I’m trying to learn exactly what it means to prove a program correct. I’m starting from scratch and getting hung up on the first steps/the introduction to the topic.

In this paper on total functional programming, two definitions of the fibonacci function are given. The traditional one:

fib 0 = 0
fib 1 = 1
fib n = fib (n-1) + fib (n-2)
--fib (n+2) = fib (n+1) + fib (n+2) --The definition as given in the paper 
                                    --It seems incorrect to me. Typo?

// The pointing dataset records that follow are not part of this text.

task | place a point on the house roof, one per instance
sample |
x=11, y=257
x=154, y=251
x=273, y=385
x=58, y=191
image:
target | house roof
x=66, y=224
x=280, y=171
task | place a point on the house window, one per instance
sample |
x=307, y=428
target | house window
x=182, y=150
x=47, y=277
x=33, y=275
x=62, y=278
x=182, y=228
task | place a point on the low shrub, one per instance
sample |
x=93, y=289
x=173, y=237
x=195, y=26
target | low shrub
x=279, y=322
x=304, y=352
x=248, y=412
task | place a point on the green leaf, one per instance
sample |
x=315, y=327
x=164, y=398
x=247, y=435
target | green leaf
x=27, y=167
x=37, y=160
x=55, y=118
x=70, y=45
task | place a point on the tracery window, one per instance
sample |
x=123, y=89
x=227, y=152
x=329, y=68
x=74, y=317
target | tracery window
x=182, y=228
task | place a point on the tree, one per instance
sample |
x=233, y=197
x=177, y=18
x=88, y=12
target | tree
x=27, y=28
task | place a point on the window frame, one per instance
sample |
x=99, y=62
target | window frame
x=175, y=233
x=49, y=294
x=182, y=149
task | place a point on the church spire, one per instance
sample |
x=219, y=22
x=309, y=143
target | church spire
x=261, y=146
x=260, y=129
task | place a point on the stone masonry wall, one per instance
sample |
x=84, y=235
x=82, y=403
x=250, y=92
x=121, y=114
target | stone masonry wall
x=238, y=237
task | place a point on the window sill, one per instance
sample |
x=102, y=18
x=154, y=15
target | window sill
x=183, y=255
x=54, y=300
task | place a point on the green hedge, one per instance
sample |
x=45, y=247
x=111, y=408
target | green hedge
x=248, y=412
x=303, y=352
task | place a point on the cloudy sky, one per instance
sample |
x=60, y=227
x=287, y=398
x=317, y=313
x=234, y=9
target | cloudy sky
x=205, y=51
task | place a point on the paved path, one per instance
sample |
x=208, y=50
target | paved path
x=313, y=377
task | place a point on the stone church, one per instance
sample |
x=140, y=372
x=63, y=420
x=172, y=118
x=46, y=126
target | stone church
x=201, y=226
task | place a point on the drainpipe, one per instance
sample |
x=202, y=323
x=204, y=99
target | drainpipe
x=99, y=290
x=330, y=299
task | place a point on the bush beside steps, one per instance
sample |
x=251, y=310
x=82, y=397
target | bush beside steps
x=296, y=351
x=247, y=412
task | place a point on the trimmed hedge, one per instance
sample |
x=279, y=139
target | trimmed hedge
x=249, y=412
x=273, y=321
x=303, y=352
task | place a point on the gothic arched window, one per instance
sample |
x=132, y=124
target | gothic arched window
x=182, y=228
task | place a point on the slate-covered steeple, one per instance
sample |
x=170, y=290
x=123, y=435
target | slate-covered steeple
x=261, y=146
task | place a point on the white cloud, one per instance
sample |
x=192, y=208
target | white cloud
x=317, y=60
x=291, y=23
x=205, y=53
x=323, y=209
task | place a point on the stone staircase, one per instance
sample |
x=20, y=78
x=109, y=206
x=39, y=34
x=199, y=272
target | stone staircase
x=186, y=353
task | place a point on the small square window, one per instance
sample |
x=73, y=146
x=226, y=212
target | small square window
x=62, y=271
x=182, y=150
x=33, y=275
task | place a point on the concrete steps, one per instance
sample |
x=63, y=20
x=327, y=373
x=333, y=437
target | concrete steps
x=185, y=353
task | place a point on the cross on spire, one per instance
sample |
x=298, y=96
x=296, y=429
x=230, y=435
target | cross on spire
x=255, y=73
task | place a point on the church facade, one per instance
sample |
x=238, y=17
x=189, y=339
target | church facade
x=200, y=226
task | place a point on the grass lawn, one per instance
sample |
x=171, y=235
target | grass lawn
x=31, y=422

and a tail recursive version I had never seen before:

fib' n = f n 0 1
f 0 a b = a
f n a b = f (n-1) b (a+b)

The paper then claimed that it is “straightforward” to prove by induction that both functions return the same result for all positive Integers n. This is the first time I’ve thought of analysing programs like this. It’s quite interesting to think that you can prove that two programs are equivilent, so I immediately tried to do this proof by induction myself. Either my maths skills are rusty or the task is not actually all that straightforward.

I proved for n = 1

fib' 1 = f 1 0 1
       = f 0 1 1
       = 1
fib 1  = 1 (By definition)
therefore
fib' n = fib n for n = 1

I made the n = k assumption

fib' k  = fib k
f k 0 1 = fib k

I start trying to prove that if the assumption holds true, then the functions are also equivilant for n = k + 1 (and hence they are all equivalent for all n >= 1 QED)

fib' (k+1)  = fib (k+1)
f (k+1) 0 1 = fib k + fib (k-1)

I’ve tried various manipulations, substituting the assumption in at the right time and so on, but I just can’t get LHS to equal RHS and therefore prove that the functions/programs are equivalent. What am I missing? The paper mentions that the task is equivalent to proving

f n (fib p) (fib (p+1)) = fib (p+n)

by induction for arbitrary p. But I don’t see how that’s true at all. How did the authors arrive at this equation? That’s a valid transformation on the equation only if p = 0. I don’t see how that means it works for arbitrary p. To prove it for arbitrary p requires you to go through another layer of induction. Surely the correct formula to prove would be

fib' (n+p)  = fib (n+p)
f (n+p) 0 1 = fib (n+p)

So far that hasn’t helped either. Can anyone show me how the induction would be done? Or link to a page that shows the proof (I did search, couldn’t find anything).